The third-party auditor is expected to run asynchronously, downloading and authenticating a log's contents in the background, so as not to become a bottleneck for the service operator. This means that the signatures from the auditor will usually be somewhat delayed. Applications MUST specify a maximum amount of time after which an auditor signature will no longer be accepted. It MUST also specify a maximum number of entries that an auditor's signature may be behind the most recent TreeHead before it will no longer be accepted. Both of these parameters SHOULD be small relative to the log's normal operating scale so that misbehavior can be detected quickly.

Failing to verify an auditor's signature in a query MUST result in an error that prevents the query's response from being consumed or accepted by the application.

The service operator submits updates to the auditor in batches, in the order that they were added to the log tree:

enum {
  reserved(0),
  real(1),
  fake(2),
  (255)
} AuditorUpdateType;

struct {
  AuditorUpdateType update_type;
  opaque index<VRF.Nh>;
  opaque seed<16>;
  opaque commitment<Hash.Nh>;
} AuditorUpdate;

struct {
  AuditorUpdate updates<0..2^16-1>;
} AuditorRequest;

The update_type field of each AuditorUpdate specifies whether the update was real or fake (see Section 12.3). Real updates genuinely affect a leaf node of the prefix tree, while fake updates only change the random stand-in value for a non-existent child. The index field contains the VRF output of the search key that was updated, seed contains the seed used to compute new random stand-in values for non-existent children in the prefix tree, and commitment contains the service provider's commitment to the update. The auditor responds with:

struct {
  TreeHead tree_head;
} AuditorResponse;

The tree_head field contains a signature from the auditor's private key, corresponding to Configuration.auditor_public_key, over the serialized TreeHeadTBS structure. The tree_size field of the TreeHead is equal to the number of entries processed by the auditor and the timestamp field is set to the time the signature was produced (in milliseconds since the Unix epoch).

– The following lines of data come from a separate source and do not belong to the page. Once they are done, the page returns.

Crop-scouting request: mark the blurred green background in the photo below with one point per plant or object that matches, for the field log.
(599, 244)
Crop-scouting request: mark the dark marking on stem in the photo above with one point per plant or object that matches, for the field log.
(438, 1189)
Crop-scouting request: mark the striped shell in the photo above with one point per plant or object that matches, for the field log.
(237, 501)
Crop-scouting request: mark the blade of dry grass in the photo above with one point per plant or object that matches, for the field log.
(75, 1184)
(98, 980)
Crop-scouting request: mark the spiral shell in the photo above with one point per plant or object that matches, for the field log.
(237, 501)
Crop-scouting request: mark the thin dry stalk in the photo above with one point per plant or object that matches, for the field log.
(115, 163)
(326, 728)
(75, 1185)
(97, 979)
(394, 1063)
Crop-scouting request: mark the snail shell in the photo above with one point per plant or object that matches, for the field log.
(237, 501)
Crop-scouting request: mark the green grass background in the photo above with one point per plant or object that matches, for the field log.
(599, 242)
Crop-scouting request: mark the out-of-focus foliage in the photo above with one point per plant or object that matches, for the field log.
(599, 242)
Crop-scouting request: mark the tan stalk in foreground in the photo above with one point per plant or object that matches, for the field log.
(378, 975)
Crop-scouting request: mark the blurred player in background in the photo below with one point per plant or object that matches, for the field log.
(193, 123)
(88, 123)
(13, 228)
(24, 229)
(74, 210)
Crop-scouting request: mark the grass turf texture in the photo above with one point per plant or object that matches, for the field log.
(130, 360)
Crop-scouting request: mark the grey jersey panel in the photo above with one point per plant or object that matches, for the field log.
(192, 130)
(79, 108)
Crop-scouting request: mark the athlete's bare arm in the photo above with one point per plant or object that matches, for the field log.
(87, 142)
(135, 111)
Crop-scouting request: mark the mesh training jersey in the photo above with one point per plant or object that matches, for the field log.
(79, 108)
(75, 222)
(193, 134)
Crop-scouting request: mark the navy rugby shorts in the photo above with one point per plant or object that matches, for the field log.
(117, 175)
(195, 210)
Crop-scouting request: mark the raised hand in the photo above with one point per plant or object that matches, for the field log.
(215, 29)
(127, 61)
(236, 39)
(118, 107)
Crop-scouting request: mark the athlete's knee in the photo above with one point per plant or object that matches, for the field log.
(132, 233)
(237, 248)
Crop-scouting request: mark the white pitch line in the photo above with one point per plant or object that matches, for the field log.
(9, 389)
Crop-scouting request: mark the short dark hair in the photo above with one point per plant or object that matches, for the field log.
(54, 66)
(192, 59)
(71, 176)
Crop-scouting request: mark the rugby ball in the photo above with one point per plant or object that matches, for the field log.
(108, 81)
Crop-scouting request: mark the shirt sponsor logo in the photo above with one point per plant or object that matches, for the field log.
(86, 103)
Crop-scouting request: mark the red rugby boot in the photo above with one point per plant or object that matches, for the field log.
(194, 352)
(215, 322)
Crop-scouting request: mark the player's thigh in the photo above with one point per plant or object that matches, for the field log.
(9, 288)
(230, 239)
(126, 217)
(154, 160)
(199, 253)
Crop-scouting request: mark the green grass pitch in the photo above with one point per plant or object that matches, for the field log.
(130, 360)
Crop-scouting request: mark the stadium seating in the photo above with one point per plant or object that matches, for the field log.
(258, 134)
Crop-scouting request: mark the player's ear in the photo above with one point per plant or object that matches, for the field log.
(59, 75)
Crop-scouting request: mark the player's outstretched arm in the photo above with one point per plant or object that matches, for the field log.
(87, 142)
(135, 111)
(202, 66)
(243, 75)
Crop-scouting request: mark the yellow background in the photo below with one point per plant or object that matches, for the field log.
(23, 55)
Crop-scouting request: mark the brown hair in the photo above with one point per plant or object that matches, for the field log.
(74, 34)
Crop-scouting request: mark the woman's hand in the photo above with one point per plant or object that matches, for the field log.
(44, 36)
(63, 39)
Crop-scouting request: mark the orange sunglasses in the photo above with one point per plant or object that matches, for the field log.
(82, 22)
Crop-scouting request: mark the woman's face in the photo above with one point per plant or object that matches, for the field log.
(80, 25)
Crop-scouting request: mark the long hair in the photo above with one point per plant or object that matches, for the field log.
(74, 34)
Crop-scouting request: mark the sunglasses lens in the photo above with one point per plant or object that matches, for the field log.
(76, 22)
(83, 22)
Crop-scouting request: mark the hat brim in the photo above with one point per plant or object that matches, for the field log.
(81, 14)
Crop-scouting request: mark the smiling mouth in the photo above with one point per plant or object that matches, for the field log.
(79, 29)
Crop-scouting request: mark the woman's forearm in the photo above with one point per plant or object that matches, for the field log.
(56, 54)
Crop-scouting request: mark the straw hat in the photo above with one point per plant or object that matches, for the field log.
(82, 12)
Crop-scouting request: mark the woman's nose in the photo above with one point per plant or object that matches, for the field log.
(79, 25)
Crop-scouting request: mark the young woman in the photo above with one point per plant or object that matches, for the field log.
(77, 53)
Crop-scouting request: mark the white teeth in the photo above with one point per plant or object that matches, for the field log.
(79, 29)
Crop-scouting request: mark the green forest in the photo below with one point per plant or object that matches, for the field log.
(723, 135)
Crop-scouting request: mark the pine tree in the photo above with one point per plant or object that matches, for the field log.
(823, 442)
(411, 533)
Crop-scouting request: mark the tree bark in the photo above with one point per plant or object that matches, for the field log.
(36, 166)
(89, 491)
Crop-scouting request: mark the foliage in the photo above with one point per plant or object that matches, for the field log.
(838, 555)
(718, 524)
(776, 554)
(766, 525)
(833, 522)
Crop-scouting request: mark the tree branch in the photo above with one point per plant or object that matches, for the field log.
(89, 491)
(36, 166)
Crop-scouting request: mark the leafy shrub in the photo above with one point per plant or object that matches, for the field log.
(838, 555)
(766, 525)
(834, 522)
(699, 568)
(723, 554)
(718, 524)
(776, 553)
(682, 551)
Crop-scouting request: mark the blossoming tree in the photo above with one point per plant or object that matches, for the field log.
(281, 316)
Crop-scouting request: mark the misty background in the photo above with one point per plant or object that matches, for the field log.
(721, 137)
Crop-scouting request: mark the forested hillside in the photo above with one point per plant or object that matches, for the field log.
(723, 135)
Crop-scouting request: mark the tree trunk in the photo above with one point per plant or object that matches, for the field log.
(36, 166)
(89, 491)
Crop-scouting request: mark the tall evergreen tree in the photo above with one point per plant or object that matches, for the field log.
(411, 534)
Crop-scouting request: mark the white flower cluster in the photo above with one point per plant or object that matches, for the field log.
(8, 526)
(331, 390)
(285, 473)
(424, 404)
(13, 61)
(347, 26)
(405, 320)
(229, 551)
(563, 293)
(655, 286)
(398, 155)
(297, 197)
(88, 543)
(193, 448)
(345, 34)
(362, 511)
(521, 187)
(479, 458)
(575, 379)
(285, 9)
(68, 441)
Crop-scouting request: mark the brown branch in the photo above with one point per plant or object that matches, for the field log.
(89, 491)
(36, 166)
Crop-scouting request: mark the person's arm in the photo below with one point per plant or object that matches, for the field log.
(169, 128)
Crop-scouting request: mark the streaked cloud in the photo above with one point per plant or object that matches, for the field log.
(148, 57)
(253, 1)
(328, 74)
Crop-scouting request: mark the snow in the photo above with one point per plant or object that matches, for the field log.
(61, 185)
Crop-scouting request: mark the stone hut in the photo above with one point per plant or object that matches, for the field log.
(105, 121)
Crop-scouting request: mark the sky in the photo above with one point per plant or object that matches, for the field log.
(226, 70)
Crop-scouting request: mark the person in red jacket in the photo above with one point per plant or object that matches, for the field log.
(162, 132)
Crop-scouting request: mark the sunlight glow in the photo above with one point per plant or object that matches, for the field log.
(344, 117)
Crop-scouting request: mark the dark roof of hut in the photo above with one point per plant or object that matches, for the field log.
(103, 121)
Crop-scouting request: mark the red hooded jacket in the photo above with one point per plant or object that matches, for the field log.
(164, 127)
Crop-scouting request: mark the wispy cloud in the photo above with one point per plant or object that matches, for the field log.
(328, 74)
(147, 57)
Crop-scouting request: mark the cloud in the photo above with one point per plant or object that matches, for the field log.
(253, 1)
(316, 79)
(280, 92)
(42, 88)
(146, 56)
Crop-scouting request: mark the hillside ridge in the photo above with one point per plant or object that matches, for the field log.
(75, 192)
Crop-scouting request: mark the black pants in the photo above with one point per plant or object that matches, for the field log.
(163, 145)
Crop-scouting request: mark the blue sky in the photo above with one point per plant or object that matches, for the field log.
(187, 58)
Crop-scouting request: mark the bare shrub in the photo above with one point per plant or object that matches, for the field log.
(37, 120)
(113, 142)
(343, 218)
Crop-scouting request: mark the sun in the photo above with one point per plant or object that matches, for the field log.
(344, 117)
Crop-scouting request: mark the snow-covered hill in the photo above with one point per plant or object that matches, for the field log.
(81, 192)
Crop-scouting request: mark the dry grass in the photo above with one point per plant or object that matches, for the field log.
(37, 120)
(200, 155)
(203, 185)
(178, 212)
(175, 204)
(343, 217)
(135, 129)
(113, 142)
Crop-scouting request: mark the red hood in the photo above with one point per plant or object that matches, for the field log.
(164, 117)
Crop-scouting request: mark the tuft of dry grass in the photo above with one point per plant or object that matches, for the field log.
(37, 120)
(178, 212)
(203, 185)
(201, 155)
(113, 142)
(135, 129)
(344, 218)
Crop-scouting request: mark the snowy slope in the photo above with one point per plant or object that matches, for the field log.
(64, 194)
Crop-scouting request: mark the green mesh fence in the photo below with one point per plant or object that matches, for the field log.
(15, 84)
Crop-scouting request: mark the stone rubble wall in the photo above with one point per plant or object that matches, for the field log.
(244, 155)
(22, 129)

The auditor TreeHead from this response is provided to users wrapped in the following struct:

struct {
  TreeHead tree_head;
  opaque root_value<Hash.Nh>;
  ConsistencyProof consistency;
} AuditorTreeHead;

The root_value field contains the root hash of the tree at the point that the signature was produced and consistency contains a consistency proof between the tree at this point and the most recent TreeHead provided by the service operator.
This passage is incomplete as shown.